Ce raidissement idéologique témoigne, en creux, de la difficulté persistante à assumer la complexité du passé algérien. Il révèle aussi les lignes de fracture entre les institutions de l’État, engagées dans une stratégie d’ouverture mesurée vers l’Occident chrétien, et une partie de la mouvance islamiste qui voit dans tout dialogue interreligieux une menace existentielle.

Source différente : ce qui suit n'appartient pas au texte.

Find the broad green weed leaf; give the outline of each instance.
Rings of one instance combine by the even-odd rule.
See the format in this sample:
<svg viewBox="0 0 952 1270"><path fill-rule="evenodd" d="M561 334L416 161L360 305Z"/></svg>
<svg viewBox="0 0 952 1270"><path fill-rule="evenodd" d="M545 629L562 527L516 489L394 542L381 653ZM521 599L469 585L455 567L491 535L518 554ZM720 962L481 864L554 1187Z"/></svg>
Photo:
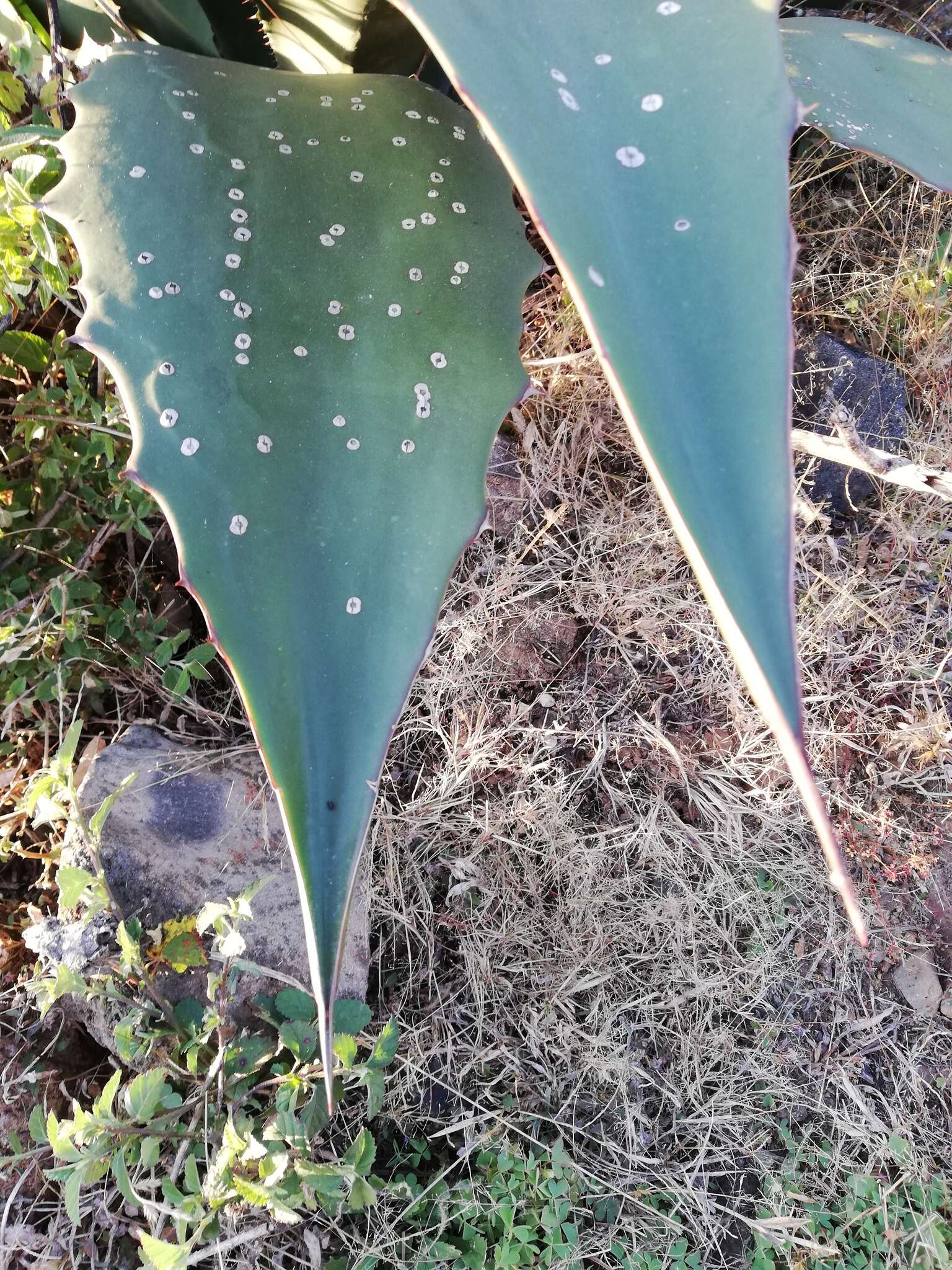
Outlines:
<svg viewBox="0 0 952 1270"><path fill-rule="evenodd" d="M142 1264L150 1270L185 1270L188 1247L180 1243L168 1243L151 1234L140 1236Z"/></svg>
<svg viewBox="0 0 952 1270"><path fill-rule="evenodd" d="M83 893L95 879L93 874L85 869L77 869L75 865L60 865L56 870L56 885L60 889L60 907L61 908L75 908Z"/></svg>
<svg viewBox="0 0 952 1270"><path fill-rule="evenodd" d="M165 1072L160 1067L136 1076L123 1092L123 1104L129 1119L147 1124L155 1115L164 1092Z"/></svg>
<svg viewBox="0 0 952 1270"><path fill-rule="evenodd" d="M364 1030L372 1017L369 1006L363 1001L355 1001L353 997L341 997L334 1002L335 1033L347 1033L349 1036L357 1036L358 1033Z"/></svg>
<svg viewBox="0 0 952 1270"><path fill-rule="evenodd" d="M359 1176L366 1177L371 1171L373 1157L376 1154L377 1146L373 1140L373 1135L368 1129L360 1129L347 1149L344 1163L352 1165Z"/></svg>
<svg viewBox="0 0 952 1270"><path fill-rule="evenodd" d="M282 988L274 997L274 1005L284 1019L314 1019L314 997L308 997L300 988ZM338 1006L340 1002L338 1002ZM336 1006L334 1008L334 1021L336 1024Z"/></svg>
<svg viewBox="0 0 952 1270"><path fill-rule="evenodd" d="M396 1057L399 1044L400 1031L397 1029L396 1020L388 1019L381 1029L381 1034L371 1050L367 1066L369 1068L388 1067Z"/></svg>

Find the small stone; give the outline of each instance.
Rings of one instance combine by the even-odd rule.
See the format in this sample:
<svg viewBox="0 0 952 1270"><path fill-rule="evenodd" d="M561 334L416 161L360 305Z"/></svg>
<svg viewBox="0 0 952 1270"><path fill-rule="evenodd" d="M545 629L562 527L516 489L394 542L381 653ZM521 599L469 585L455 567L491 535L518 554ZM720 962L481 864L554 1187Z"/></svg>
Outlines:
<svg viewBox="0 0 952 1270"><path fill-rule="evenodd" d="M906 382L890 362L847 344L824 331L796 352L793 425L830 436L830 411L843 406L856 420L862 441L876 450L899 453L906 437ZM797 471L809 471L803 489L814 503L839 519L856 517L857 508L880 497L875 476L826 458L797 458Z"/></svg>
<svg viewBox="0 0 952 1270"><path fill-rule="evenodd" d="M261 761L234 752L209 751L207 761L198 763L197 757L194 747L178 747L157 729L137 724L90 763L80 790L83 806L99 806L127 776L138 773L103 829L100 850L109 885L123 911L151 930L168 918L197 913L206 900L237 895L267 875L268 885L251 903L253 921L241 927L248 958L306 984L297 883ZM62 862L90 867L77 834L67 837ZM51 917L30 927L29 946L53 970L62 963L91 975L114 956L113 927L105 913L91 923ZM368 959L367 888L360 874L344 944L340 996L366 996ZM189 996L202 999L206 973L204 966L184 974L160 966L156 975L160 991L176 1002ZM254 1022L251 998L274 987L268 979L241 975L236 997L228 1002L230 1020L239 1026ZM116 1024L126 1008L121 1002L72 997L61 1003L116 1052Z"/></svg>
<svg viewBox="0 0 952 1270"><path fill-rule="evenodd" d="M939 1010L942 984L930 952L923 950L908 956L892 972L892 984L919 1013L934 1015Z"/></svg>

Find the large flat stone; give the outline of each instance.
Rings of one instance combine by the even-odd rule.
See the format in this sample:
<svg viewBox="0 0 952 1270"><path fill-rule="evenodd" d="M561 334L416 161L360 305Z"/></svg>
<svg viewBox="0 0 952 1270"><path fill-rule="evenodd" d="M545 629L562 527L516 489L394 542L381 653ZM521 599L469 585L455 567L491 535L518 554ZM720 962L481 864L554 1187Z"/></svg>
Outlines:
<svg viewBox="0 0 952 1270"><path fill-rule="evenodd" d="M305 927L291 851L258 754L184 748L155 728L132 726L90 765L79 791L86 818L131 772L136 780L113 805L100 847L103 869L123 914L138 917L145 930L154 930L169 918L198 912L206 900L236 895L267 875L269 884L251 904L254 919L242 928L245 955L307 984ZM89 867L75 834L67 839L62 860ZM100 925L74 930L74 922L50 919L32 931L30 945L47 961L63 956L74 969L89 973L109 942L109 932L99 930ZM363 998L367 993L368 941L367 894L360 881L340 974L343 997ZM157 979L173 1002L204 998L201 969L160 972ZM279 987L267 978L242 975L234 1020L249 1021L250 998ZM114 1019L104 1011L100 1002L85 1002L81 1019L108 1046Z"/></svg>

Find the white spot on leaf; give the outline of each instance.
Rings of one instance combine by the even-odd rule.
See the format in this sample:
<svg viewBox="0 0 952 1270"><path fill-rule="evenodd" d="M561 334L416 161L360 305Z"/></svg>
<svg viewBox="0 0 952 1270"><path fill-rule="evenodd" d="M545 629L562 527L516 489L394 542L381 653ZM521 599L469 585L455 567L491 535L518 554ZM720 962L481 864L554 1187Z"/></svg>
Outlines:
<svg viewBox="0 0 952 1270"><path fill-rule="evenodd" d="M614 151L614 157L622 168L640 168L645 161L645 156L637 146L619 146Z"/></svg>

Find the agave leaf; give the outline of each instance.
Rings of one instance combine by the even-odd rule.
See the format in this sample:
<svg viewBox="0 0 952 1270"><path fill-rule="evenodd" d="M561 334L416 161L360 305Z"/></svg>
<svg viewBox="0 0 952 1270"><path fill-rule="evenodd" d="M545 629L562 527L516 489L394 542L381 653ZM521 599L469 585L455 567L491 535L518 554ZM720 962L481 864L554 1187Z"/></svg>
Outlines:
<svg viewBox="0 0 952 1270"><path fill-rule="evenodd" d="M413 75L426 46L386 0L272 0L265 30L288 70Z"/></svg>
<svg viewBox="0 0 952 1270"><path fill-rule="evenodd" d="M307 75L352 69L368 0L270 0L264 28L278 65Z"/></svg>
<svg viewBox="0 0 952 1270"><path fill-rule="evenodd" d="M526 386L538 260L472 118L411 80L126 44L74 100L51 211L79 335L279 794L329 1060L377 779Z"/></svg>
<svg viewBox="0 0 952 1270"><path fill-rule="evenodd" d="M952 53L843 18L787 18L781 32L805 122L952 189Z"/></svg>
<svg viewBox="0 0 952 1270"><path fill-rule="evenodd" d="M46 24L47 0L25 0L25 4ZM131 27L151 36L160 44L217 56L211 27L198 0L113 0L113 4ZM96 0L58 0L58 9L62 41L67 48L80 47L84 30L100 44L112 43L116 36L123 34Z"/></svg>
<svg viewBox="0 0 952 1270"><path fill-rule="evenodd" d="M585 320L859 937L805 756L790 458L795 123L773 0L395 0L484 121Z"/></svg>

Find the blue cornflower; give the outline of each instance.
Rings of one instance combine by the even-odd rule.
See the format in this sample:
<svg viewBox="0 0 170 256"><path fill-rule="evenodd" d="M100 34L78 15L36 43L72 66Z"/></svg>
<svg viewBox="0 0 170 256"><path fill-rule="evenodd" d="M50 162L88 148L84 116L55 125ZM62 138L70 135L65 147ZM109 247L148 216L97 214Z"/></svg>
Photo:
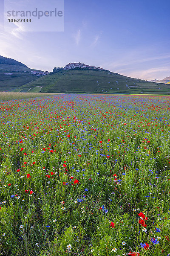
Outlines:
<svg viewBox="0 0 170 256"><path fill-rule="evenodd" d="M144 248L144 247L146 246L146 244L142 244L142 243L141 243L140 245L142 248Z"/></svg>

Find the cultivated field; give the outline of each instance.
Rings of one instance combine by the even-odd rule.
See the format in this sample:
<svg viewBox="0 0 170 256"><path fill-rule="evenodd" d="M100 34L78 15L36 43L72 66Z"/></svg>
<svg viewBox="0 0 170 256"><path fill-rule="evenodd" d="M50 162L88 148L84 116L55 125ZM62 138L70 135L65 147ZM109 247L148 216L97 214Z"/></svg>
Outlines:
<svg viewBox="0 0 170 256"><path fill-rule="evenodd" d="M0 255L167 256L170 103L74 94L0 102Z"/></svg>
<svg viewBox="0 0 170 256"><path fill-rule="evenodd" d="M6 101L14 99L30 99L43 96L51 96L58 93L13 93L0 92L0 101Z"/></svg>

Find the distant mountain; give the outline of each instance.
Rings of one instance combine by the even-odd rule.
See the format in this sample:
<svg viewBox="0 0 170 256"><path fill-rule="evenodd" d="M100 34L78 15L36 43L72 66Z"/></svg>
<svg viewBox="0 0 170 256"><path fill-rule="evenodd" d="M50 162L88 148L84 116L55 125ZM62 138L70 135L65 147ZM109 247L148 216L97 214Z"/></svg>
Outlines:
<svg viewBox="0 0 170 256"><path fill-rule="evenodd" d="M76 93L170 94L170 85L149 82L79 62L55 67L14 91Z"/></svg>
<svg viewBox="0 0 170 256"><path fill-rule="evenodd" d="M158 81L158 80L157 80L157 79L155 79L155 80L150 80L150 81L149 81L149 82L157 82Z"/></svg>
<svg viewBox="0 0 170 256"><path fill-rule="evenodd" d="M168 77L165 77L164 79L162 79L161 80L157 80L156 79L155 79L154 80L152 80L152 81L150 81L152 82L156 82L156 83L161 83L161 84L167 84L169 83L169 82L170 82L170 76L168 76Z"/></svg>
<svg viewBox="0 0 170 256"><path fill-rule="evenodd" d="M13 59L0 56L0 91L13 90L37 79L43 75L43 72L29 68Z"/></svg>
<svg viewBox="0 0 170 256"><path fill-rule="evenodd" d="M21 67L28 67L26 65L23 64L21 62L19 62L17 61L16 61L14 59L10 58L5 58L3 56L0 55L0 64L6 65L15 65L15 66L20 66Z"/></svg>

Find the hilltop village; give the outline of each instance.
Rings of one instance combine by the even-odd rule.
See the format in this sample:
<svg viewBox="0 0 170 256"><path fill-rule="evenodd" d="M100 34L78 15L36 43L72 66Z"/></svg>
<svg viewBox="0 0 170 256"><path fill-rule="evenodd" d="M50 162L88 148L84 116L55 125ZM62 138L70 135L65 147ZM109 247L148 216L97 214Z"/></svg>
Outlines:
<svg viewBox="0 0 170 256"><path fill-rule="evenodd" d="M81 63L80 62L73 62L72 63L68 63L64 67L64 70L71 70L74 68L82 68L84 69L94 69L101 70L105 70L104 68L98 67L96 67L94 66L89 66L86 65L84 63Z"/></svg>

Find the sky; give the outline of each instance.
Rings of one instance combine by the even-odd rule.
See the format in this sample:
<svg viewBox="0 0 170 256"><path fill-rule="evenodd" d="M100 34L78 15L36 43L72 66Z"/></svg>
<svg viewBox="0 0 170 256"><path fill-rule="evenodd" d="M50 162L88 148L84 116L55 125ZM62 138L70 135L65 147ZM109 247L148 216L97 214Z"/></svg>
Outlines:
<svg viewBox="0 0 170 256"><path fill-rule="evenodd" d="M20 0L26 8L32 4ZM2 56L44 71L80 62L147 80L170 76L169 0L65 0L64 29L58 32L25 31L21 24L5 30L4 2ZM12 9L15 2L11 0ZM34 2L32 7L42 8L47 2L51 9L56 1ZM42 19L40 24L42 30Z"/></svg>

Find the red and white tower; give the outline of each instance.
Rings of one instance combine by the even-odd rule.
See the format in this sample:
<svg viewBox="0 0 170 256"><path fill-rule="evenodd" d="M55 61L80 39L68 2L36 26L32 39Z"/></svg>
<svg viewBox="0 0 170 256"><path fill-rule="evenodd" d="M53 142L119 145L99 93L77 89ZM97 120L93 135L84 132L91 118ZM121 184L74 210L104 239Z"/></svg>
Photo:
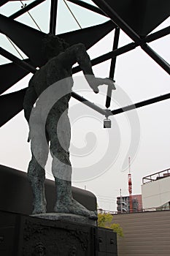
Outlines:
<svg viewBox="0 0 170 256"><path fill-rule="evenodd" d="M133 212L133 204L132 204L132 181L131 181L131 157L128 157L128 193L129 193L129 212Z"/></svg>

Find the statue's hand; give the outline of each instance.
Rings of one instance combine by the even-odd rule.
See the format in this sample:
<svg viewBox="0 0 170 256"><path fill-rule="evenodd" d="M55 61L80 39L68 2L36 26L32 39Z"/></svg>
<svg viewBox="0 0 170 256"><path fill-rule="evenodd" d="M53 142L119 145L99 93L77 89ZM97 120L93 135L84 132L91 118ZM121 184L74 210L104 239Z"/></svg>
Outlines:
<svg viewBox="0 0 170 256"><path fill-rule="evenodd" d="M96 94L98 93L98 86L103 84L108 86L111 90L115 90L115 81L109 78L98 78L91 77L88 83Z"/></svg>

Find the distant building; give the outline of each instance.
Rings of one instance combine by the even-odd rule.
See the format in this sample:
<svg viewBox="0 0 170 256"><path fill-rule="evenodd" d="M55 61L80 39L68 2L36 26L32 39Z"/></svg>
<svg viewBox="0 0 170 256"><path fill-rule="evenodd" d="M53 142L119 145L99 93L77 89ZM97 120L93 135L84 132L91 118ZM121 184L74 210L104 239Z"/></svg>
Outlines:
<svg viewBox="0 0 170 256"><path fill-rule="evenodd" d="M144 210L170 210L170 169L144 177L142 181Z"/></svg>
<svg viewBox="0 0 170 256"><path fill-rule="evenodd" d="M131 197L133 212L142 211L142 195L133 195ZM130 212L130 203L128 195L117 197L117 211L118 214L125 214Z"/></svg>

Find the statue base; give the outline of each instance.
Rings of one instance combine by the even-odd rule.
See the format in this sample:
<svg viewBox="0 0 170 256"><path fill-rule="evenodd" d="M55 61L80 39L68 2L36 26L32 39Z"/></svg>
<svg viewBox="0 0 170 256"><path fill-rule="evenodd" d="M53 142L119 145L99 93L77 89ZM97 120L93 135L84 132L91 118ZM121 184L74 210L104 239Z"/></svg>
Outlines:
<svg viewBox="0 0 170 256"><path fill-rule="evenodd" d="M45 215L48 219L0 211L0 255L117 256L112 230L77 223L80 216L66 214L66 221Z"/></svg>
<svg viewBox="0 0 170 256"><path fill-rule="evenodd" d="M93 219L90 219L88 217L72 214L63 214L63 213L47 213L47 214L33 214L31 217L50 219L53 221L63 221L63 222L69 222L74 224L83 224L88 225L90 226L96 226L97 222Z"/></svg>

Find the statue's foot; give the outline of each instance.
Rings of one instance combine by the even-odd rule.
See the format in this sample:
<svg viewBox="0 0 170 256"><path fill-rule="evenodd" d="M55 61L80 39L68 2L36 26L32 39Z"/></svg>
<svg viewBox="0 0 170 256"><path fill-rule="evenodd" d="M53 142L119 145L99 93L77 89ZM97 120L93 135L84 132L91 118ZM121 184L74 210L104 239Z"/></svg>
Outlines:
<svg viewBox="0 0 170 256"><path fill-rule="evenodd" d="M82 215L94 220L98 219L96 211L88 210L85 207L74 199L69 203L57 203L55 206L54 211L57 213Z"/></svg>

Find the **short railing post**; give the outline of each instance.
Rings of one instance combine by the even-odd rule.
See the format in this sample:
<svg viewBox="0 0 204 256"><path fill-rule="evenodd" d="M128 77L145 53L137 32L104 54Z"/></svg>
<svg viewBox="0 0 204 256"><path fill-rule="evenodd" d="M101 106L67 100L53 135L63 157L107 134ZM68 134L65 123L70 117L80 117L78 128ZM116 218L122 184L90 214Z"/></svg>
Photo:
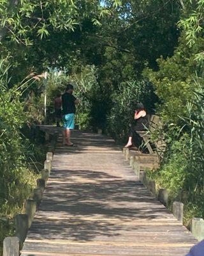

La visite présidentielle au Vatican, si elle peut être interprétée comme un geste diplomatique classique, prend dès lors une dimension symbolique plus profonde. Elle interroge la capacité de l’Algérie officielle à affronter sereinement son histoire dans toute sa diversité, mais aussi à résister aux pressions d’un conservatisme identitaire qui craint moins la réalité du passé que les implications politiques de sa reconnaissance.
En somme, cette controverse dépasse largement le cadre religieux : elle met en lumière les tensions autour de la mémoire, de l’histoire et du récit national. Car si la figure de Saint Augustin dérange, c’est surtout parce qu’elle rappelle qu’avant d’être musulmane, l’Algérie fut amazighe, romaine et chrétienne — et que toute tentative d’amnésie historique est, à terme, un appauvrissement culturel et politique.
Samia Naït Iqbal
Mon point de vue sur la visite de Tebboune au Vatican.
Désolée de contredire Samia Naït Iqbal l’auteure de cette contribution pour dire que ce voyage est loin de s’inscrire dans le cadre d’un dialogue interreligieux ou d’un repositionnement géopolitique d’Alger. De plus, une reconnaissance du passé chrétien de l’Algérie n’est pas du tout dans l’intention du pouvoir qui restera, malgré ce voyage, ancré à son idéologie politico religieuse arabo islamique exclusive comme d’ailleurs la mouvance politique islamiste du pays.
Avec cette visite préparée à l’avance, le pouvoir machiavélique est plus dans la communication car il me semble qu’il avait besoin de ce coup d’éclat, de cette visite qui fait écho partout dans le monde, du fait qu’il est un peu plus isolé diplomatiquement du fait de ses positions vis à vis de la France, Israël, le Maroc, le Sahara Occidental, le Mali etc , et il est donc dont la logique de se faire un peu plus « d’étoffe internationale » , « d’étoffe diplomatique » pas plus que çà.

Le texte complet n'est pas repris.